I’ve had the same conversation repeatedly this month.
Someone building an AI agent system, getting excited about MCP, connecting their agents to internal tools and then asking: “Wait, how do we rate limit this? How do we audit what the agents are calling? What happens if an agent goes rogue and starts hammering our internal APIs?”
We’ve been here before
Ten years ago, enterprises were running the same playbook with HTTP APIs. Teams were connecting services directly, scraping together point-to-point integrations, and then slowly discovering that at scale, you need a control layer. Rate limiting. Auth. Observability. Access policies. Routing. Security.
That’s why the API gateway market exists. It grew from a sensible answer to a real problem: when you have hundreds of services, thousands of clients, and millions of requests, you cannot manage traffic without a centralised control plane.
The global API management market is on track to hit $16.9 billion by 2029. That growth exists because enterprises learnt that direct API connections at scale are a liability, not a feature.
We are now repeating that lesson with AI agents.
What MCP is, and why it changes everything
The Model Context Protocol is Anthropic’s open standard for letting AI systems talk to external tools and data sources in a consistent way. Think of it as a common language for AI agents to connect to databases, APIs, services, calendars, CRMs, code repositories or pretty much anything.
Adoption has been extraordinary. MCP’s SDKs hit 97 million monthly downloads in March 2026, up from roughly two million at launch. Of ‘in production’ AI teams, 78% are now running MCP. Forrester predicts that 30% of enterprise app vendors will launch their own MCP servers this year. By the end of 2026, 75% of API gateway vendors will have MCP features.
That last stat is telling and suggests that the industry already knows where this goes.

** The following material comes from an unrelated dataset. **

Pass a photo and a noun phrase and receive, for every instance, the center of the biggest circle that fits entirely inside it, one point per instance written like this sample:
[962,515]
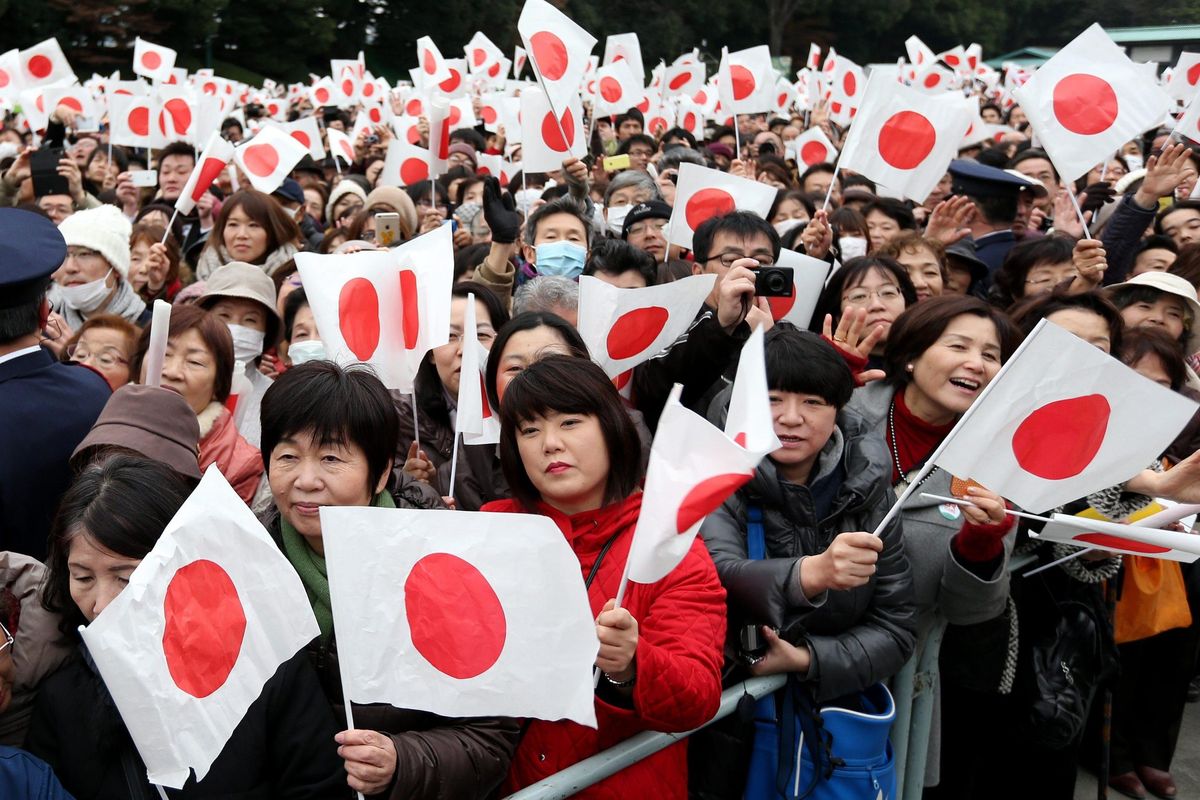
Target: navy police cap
[31,248]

The problems are almost identical
What I’m seeing in early enterprise MCP deployments rhymes almost perfectly with the early API management challenges we addressed with Tyk :
Authentication is a patchwork. Individual MCP servers implement their own auth. Some use API keys. Some use OAuth. Some use nothing. When you have 50 agents calling 30 different MCP servers, you have an authentication nightmare. Every enterprise building on MCP is discovering this as the project moves out of innovation and into line-of-business.
Nobody can see what’s happening. An AI agent makes a tool call. The tool responds. There’s no unified place to understand what happened, how long it took, whether it’s a pattern, whether it’s a problem. Observability in raw MCP is essentially zero unless you build it yourself.
Rate limiting is an afterthought. An AI agent, especially one in an agentic loop, can make tool calls at machine speed. Many internal services were not designed to handle that. Without rate limiting at the gateway layer, a misconfigured agent can take down internal infrastructure in minutes. With LLM driven capabilities launching onto the public web, with non-deterministic behaviour, this is a real and present risk.
Audit trails don’t exist. For any enterprise operating in a regulated industry, whether financial services, healthcare, government or defence, knowing exactly what data an AI agent accessed, when, and why is not optional. It’s a compliance requirement. The raw MCP protocol doesn’t give you that.
Access control is tribal knowledge. Which agents should be allowed to call which tools? What’s the policy for an agent that tries to access a system it shouldn’t? Right now, most enterprises are answering this question with a mix of hope and spreadsheets.
These are not exotic problems, though they come with exotic budgets, blessed by the LLM aura. These are the same problems that drove the API gateway market to exist.
We are just running the same script, a decade later, with a different protocol.
“Almost identical”
AI agent behaviour is non-deterministic in ways that HTTP APIs are not. An agent making tool calls does not behave predictably, and a gateway alone cannot solve the alignment and safety challenges that come with autonomous AI systems. The governance layer is necessary but not sufficient.
The harder problems of constraining what an agent is allowed to decide, not just what APIs it’s allowed to call, are still to be solved convincingly.
A gateway gets you auditability and access control. It does not get you intent-level governance.
What it does get you is visibility and control over the infrastructure layer. And that’s where every enterprise we’re speaking to now, is starting.
What good looks like
We’ve been building Tyk’s MCP gateway to address exactly these patterns.
The same control plane that enterprises use for their REST and GraphQL APIs: auth, rate limiting, routing, analytics, access policies; now handles MCP traffic. One platform, one place to see what’s happening across API and AI traffic.
But the wider point is not about Tyk. It’s that every serious enterprise building with AI agents will need to answer these governance questions. The ones that answer them early, with a coherent strategy, will move faster and more safely than the ones that bolt on governance after the fact.
We were instrumental in building the API gateway category because distributed services at scale need a control layer. We’re doing the same for a new generation of distributed AI.
The Open Source MCP Gateway
If you’re building AI agents and you haven’t thought about how you’ll handle auth, rate limiting, audit trails, and access policies at scale, start now.
We built these control layers once. We’re building them again. The good news is we know what they need to do and we’ve made our MCP Gateway Open Source.